Post Mon, Feb 15 2016, 9:34 pm
sequoia wrote:
Everybody makes mistakes.

Even great heroes.

No human is perfect.

Only Hashem.

Why are we deifying people?

A tzaddik is not someone who never makes mistakes or falls into sin.

Really, I don't understand this.


Not deifying at all. Dovid was punished in his lifetime many times over (baby died, 2 sons rebelled) for the things he did. But it's also a mistake to say that he "saw a gorgeous woman, lost control and slept with her." It's just not an accurate representation that also doesn't jive with his overall personality.

It's like saying Shimshon's downfall was women (it was) - Shimshon was a nazir from birth, can you imagine what kind of level he was on? You can't just take these stories at face value. That's why we have midrashim, and explanation and interpretation. It's a problem to judge our Tanach figures with contemporary eyes especially when distorted by prevailing Christian views.

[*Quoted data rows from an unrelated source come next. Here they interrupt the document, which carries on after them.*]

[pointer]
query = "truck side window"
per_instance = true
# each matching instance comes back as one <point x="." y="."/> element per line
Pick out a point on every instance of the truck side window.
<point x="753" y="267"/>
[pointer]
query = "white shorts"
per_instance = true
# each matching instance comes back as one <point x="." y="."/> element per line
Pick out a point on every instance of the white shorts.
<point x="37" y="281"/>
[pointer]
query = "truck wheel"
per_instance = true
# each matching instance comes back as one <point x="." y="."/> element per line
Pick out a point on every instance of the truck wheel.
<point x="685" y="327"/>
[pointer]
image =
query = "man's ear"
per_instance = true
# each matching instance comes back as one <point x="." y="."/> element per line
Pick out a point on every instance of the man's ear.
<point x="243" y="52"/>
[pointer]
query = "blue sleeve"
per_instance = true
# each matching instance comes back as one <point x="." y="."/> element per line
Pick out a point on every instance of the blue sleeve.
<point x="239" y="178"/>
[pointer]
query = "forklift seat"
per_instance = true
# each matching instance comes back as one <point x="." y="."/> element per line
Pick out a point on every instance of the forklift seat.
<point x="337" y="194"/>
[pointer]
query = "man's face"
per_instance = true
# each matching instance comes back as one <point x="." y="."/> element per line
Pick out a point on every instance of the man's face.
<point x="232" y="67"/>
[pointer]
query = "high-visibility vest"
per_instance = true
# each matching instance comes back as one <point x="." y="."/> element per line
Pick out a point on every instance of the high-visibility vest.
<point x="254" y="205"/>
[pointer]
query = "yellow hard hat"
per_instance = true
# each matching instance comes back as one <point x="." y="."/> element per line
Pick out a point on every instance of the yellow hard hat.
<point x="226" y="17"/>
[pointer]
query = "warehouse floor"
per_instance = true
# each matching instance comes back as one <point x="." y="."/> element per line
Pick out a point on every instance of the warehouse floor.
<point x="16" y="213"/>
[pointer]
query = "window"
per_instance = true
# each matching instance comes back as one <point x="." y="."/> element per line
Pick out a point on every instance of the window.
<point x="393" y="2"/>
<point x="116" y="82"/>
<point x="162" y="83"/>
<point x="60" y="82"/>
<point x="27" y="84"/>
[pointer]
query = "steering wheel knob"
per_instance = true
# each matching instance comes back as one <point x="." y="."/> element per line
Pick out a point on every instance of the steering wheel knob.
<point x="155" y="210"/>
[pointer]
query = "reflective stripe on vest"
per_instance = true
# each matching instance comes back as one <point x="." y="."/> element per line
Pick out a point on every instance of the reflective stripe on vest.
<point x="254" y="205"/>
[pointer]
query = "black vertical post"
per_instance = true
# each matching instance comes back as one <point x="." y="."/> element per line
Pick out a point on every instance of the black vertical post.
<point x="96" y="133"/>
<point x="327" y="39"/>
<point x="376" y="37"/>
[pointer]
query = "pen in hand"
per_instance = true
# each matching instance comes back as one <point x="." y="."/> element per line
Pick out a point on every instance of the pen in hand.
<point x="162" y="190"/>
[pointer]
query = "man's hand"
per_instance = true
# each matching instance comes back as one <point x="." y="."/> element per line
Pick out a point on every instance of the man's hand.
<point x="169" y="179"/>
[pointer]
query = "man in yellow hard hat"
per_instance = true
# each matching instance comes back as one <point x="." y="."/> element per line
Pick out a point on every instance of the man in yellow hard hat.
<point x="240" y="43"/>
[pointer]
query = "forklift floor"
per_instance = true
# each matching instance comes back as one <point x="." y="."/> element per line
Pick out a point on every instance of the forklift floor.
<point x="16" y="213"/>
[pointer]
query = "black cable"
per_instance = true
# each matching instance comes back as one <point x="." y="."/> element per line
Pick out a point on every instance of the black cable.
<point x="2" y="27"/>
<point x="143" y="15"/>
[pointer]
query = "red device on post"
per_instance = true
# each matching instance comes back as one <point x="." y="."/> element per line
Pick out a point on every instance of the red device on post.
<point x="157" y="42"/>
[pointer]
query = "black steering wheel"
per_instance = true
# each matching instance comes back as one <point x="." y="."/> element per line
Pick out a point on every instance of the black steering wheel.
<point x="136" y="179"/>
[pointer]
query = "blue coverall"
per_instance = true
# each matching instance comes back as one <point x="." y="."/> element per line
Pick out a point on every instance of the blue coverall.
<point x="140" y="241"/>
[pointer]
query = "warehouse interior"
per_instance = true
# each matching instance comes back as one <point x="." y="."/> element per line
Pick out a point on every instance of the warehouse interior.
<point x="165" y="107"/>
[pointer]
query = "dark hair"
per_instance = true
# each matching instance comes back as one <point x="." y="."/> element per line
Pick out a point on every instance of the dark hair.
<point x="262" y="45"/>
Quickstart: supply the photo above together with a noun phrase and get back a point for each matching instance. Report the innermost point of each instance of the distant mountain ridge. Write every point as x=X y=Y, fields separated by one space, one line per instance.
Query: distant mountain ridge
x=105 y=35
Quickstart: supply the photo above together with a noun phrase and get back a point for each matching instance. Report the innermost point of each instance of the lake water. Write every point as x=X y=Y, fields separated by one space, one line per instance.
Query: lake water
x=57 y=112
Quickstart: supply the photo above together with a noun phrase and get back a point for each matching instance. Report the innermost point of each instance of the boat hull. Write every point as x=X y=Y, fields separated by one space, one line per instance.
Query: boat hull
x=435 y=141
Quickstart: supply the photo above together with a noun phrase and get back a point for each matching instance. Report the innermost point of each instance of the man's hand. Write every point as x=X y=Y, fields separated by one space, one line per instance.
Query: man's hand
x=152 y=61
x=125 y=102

Pirkei Avos says "don't judge someone if you haven't stood in their place" it means you can't judge prior generations. There is a story in Gemara of someone (rav ashi? can't remember) who lectured for 60 days about how King Menashe was a terrible rasha (he was) and served so much avoda zara (he did). Menashe came to in a dream and said, if you had lived in my times you would have been picking up the hem of your robe to run faster to the pagan temples. Then that person lectured for the next 60 days about what a big talmid chacham Menashe was.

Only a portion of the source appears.